I was not able to figure out how to get it to work with /etc/tmpfiles.d/airflow.conf alone.

dstandish
  • 2,328
  • 18
  • 34
  • @chorbs, could you please provide more detail on why this worked for you? – Newskooler Mar 18 '19 at 20:16
  • 1
    @Newskooler this is my first time using systemd so I am by know means expert but I assume that this tells systemd to create the dir /run/airflow with permissions 0775, and that when you don't specify this, the directory won't be created, or won't be created with sufficiently permissive permissions – dstandish Mar 18 '19 at 23:36
  • That's exactly what it does. It makes the `/etc/tmpfiles.d/airflow.conf` redudnent. I don't know why it was not added in the airflow repo like this... – Newskooler Mar 19 '19 at 13:29
  • i added the runtimeDirectoryMode to 775,but still getting the same Error – naveen kumar Aug 17 '19 at 07:25
  • did you also add `RuntimeDirectory`? – dstandish Aug 17 '19 at 15:56
1

The config file /etc/tmpfiles.d/airflow.conf is used by systemd-tmpfiles-setup service at boot. So, a server restart should create the /run/airflow directory. It's not possible to just restart this service as per https://github.com/systemd/systemd/issues/8684.

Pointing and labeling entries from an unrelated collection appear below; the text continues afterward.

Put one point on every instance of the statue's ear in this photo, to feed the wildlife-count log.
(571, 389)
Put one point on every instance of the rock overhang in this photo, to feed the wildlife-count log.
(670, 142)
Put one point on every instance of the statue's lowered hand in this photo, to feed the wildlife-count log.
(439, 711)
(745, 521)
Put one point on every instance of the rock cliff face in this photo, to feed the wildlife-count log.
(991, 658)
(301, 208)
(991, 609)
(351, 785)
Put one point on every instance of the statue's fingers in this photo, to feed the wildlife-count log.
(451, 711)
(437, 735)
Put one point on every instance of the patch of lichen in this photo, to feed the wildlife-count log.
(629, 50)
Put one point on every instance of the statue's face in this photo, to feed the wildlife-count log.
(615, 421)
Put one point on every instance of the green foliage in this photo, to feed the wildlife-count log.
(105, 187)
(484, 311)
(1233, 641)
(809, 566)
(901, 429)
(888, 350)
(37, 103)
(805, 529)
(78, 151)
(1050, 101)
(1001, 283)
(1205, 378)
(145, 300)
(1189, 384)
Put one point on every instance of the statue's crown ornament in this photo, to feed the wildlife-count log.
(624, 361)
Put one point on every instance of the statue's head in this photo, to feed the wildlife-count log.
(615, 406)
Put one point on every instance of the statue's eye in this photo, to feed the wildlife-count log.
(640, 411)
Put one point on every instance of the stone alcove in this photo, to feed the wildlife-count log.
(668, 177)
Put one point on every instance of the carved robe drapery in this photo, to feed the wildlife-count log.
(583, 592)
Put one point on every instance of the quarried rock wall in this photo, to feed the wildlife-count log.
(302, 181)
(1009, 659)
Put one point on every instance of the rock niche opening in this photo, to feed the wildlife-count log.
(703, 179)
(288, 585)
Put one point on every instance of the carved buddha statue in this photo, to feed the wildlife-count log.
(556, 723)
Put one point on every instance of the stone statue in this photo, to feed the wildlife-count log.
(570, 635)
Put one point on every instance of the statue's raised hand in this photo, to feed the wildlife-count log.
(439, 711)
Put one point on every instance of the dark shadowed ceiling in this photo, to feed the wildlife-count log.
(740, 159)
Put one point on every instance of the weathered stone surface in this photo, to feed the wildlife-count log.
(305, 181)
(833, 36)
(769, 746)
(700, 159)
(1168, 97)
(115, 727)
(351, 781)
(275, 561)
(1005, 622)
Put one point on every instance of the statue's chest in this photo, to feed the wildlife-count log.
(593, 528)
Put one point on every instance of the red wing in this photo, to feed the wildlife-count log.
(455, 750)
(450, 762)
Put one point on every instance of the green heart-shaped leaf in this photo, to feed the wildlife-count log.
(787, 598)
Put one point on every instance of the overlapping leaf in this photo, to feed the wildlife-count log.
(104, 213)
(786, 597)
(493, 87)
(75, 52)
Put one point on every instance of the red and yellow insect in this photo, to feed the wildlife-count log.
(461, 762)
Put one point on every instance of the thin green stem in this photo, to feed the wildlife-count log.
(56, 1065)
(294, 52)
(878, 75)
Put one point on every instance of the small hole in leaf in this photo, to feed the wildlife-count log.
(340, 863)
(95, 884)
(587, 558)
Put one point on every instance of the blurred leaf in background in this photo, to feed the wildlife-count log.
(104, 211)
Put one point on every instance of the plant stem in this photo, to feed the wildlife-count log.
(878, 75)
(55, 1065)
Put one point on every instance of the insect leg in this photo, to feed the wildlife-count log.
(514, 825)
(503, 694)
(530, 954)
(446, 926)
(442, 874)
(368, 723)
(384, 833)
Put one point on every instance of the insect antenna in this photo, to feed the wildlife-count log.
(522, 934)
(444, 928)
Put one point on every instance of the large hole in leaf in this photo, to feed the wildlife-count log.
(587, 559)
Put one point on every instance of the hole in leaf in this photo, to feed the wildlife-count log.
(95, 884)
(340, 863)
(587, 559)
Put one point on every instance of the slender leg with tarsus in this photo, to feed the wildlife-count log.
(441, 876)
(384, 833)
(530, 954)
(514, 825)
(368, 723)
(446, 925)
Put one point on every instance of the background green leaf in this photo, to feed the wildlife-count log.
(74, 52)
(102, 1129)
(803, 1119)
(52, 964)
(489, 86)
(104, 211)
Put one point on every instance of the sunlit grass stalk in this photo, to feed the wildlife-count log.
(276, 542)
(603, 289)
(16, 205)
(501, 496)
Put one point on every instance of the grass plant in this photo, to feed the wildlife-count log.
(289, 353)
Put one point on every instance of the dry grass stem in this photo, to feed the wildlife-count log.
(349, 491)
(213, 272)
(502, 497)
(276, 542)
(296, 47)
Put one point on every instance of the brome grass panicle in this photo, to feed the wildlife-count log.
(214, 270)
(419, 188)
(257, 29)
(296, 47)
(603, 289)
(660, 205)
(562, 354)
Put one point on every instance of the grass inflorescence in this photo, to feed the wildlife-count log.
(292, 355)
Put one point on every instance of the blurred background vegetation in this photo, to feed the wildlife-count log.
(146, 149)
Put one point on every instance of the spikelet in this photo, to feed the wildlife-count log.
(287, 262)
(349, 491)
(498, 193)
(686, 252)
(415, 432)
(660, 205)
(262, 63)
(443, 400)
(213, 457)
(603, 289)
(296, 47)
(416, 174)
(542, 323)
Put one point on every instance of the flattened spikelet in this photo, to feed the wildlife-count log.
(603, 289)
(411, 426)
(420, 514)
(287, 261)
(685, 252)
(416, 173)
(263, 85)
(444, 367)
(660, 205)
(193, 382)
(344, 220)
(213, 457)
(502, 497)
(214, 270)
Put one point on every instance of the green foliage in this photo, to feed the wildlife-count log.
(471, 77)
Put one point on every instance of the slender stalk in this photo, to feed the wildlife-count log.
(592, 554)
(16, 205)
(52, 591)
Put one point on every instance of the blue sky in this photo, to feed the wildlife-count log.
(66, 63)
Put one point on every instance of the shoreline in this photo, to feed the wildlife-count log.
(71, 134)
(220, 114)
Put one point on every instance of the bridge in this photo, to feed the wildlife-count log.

As suggested at the above link, after copying airflow.conf to /etc/tmpfiles.d/, just run sudo systemd-tmpfiles --create and /run/airflow should get created.

rubpa
  • 183
  • 1
  • 7
0

It looks like you are running the scheduler and not the webserver:

ExecStart=/bin/airflow scheduler

You might want to do something like:

ExecStart=/bin/airflow webserver -p 8080 --pid /run/airflow/webserver.pid

Maybe you just copy pasted the wrong file, do share the correct one in that case (airflow-webserver.service) so we can help you troubleshoot this.